President Donald Trump on Friday announced tariffs on $50 billion in Chinese goods. Beijing responded to Trump’s list approval by saying it will impose levies of its own on $50 billion of U.S. goods.
See: Stock-market investors see China tariffs as a ‘buzzkill’ and are acting as if a genuine trade war just erupted
Read: Escalating U.S.-China trade spat comes at a bad time for global growth, economist says
On Thursday, the European Central Bank laid out the end of its easy-money efforts, though it offered a longer runway for an eventual rate hike than the market had anticipated. The Federal Reserve on Wednesday lifted the federal-funds rate a quarter-point to a range between 1.75% to 2%, marking the second rate hike of 2018 and the seventh since U.S. policy makers started to normalize rates in December 2015.
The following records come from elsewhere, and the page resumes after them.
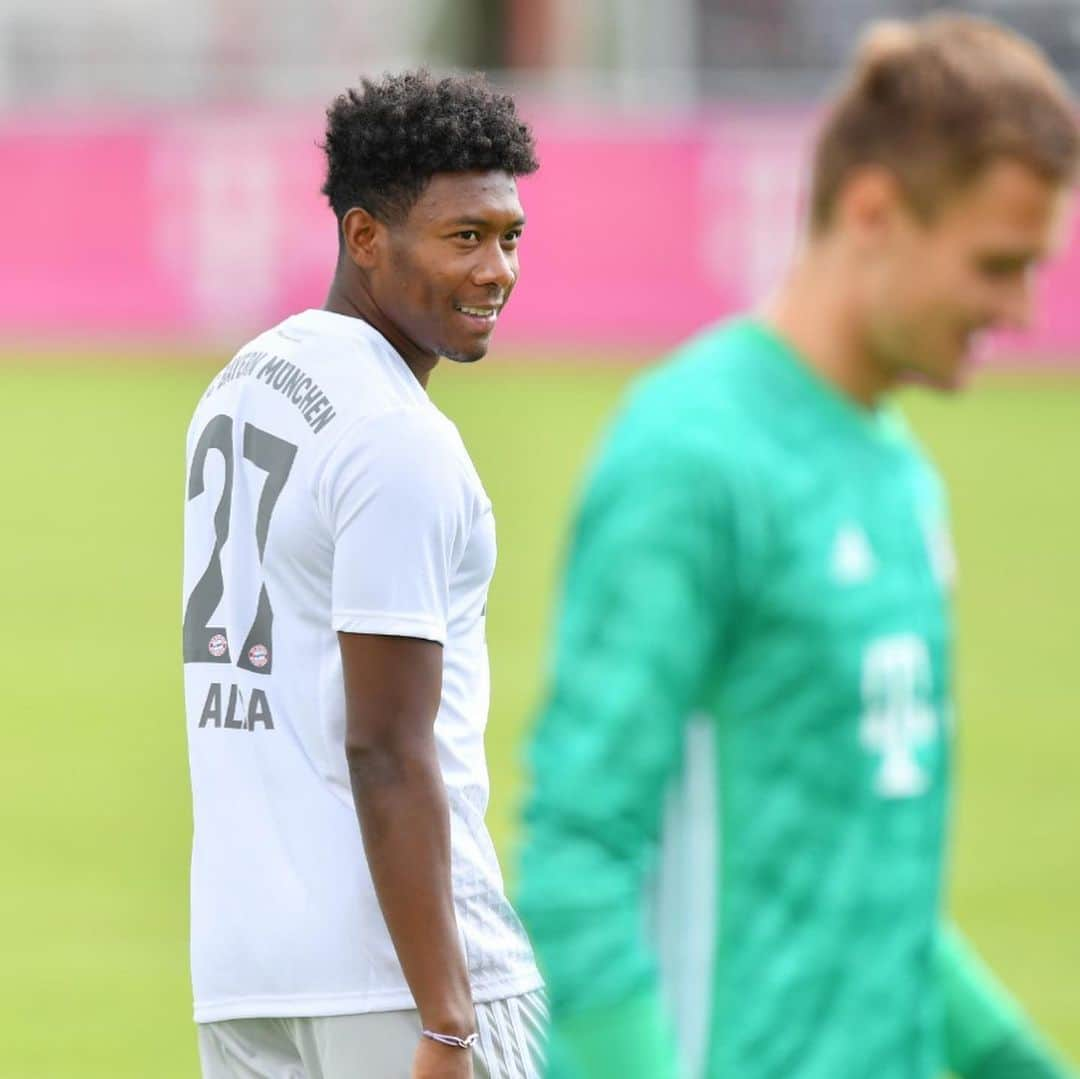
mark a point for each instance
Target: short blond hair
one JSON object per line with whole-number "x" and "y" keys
{"x": 935, "y": 100}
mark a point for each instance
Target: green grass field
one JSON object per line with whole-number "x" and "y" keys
{"x": 93, "y": 778}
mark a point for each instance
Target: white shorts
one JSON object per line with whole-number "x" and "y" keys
{"x": 370, "y": 1046}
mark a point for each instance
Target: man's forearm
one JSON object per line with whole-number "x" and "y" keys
{"x": 404, "y": 818}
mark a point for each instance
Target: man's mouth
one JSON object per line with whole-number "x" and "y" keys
{"x": 482, "y": 313}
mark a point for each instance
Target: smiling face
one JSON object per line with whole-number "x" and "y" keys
{"x": 441, "y": 277}
{"x": 932, "y": 286}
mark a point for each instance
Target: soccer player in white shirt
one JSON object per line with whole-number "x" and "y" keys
{"x": 338, "y": 549}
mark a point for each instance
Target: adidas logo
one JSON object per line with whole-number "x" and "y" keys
{"x": 852, "y": 560}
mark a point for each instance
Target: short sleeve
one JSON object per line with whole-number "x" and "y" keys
{"x": 396, "y": 500}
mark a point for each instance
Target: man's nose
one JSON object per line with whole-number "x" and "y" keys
{"x": 496, "y": 267}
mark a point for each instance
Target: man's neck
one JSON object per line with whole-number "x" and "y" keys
{"x": 356, "y": 302}
{"x": 814, "y": 312}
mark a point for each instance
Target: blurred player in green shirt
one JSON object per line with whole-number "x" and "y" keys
{"x": 734, "y": 843}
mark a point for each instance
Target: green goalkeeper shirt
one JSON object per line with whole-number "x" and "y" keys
{"x": 741, "y": 769}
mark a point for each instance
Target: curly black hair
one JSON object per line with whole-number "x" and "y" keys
{"x": 388, "y": 138}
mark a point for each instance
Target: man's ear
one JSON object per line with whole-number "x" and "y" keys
{"x": 869, "y": 203}
{"x": 362, "y": 238}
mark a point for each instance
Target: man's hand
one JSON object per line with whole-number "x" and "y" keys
{"x": 433, "y": 1061}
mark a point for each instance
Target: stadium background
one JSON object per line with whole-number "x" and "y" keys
{"x": 159, "y": 202}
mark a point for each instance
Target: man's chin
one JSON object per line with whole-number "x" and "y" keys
{"x": 950, "y": 381}
{"x": 458, "y": 355}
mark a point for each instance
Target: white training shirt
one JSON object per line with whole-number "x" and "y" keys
{"x": 325, "y": 491}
Short-dated yields rose this week as the central bank and Fed Chairman Jerome Powell signaled the willingness to hike rates four times this year, citing the strong outlook for growth and inflation. New York Fed President William Dudley said Friday he foresaw the need for rate hikes to slow the economy as unemployment fell below the long-term natural rate, according to reports. Dudley will retire on Sunday, with current San Francisco Fed President John Williams set to take his place on Monday.
Also check out: 5 key takeaways from the ECB’s decision to wind down its massive bond-buying program
What are strategists saying?
“The FOMC raised rates as expected, and formalized a projection for two more rate hikes in 2018. With both dual mandate objectives met, policy makers view fiscal stimulus as creating a window of opportunity to normalize rates and the balance sheet without creating downside risk to the economy. The ECB also signaled that it is following in the Fed’s normalization footsteps by announcing an end to QE in December of this year,” said Ward McCarthy, chief financial economist for Jefferies, in a note.
What else is on investors’ radar?
The Empire State Index, an economic snapshot of New York state, rose to 25.0 in June from 20.1 the previous month. The University of Michigan’s consumer sentiment index rose to 99.3 in June, above the 98.5 reading expected by economists polled by MarketWatch.
Meanwhile, industrial production fell 0.1% in May, the first dip in four months. Economists say the weakness in manufacturing sector was a one-off linked to a fire at an auto-parts supplier for Ford trucks.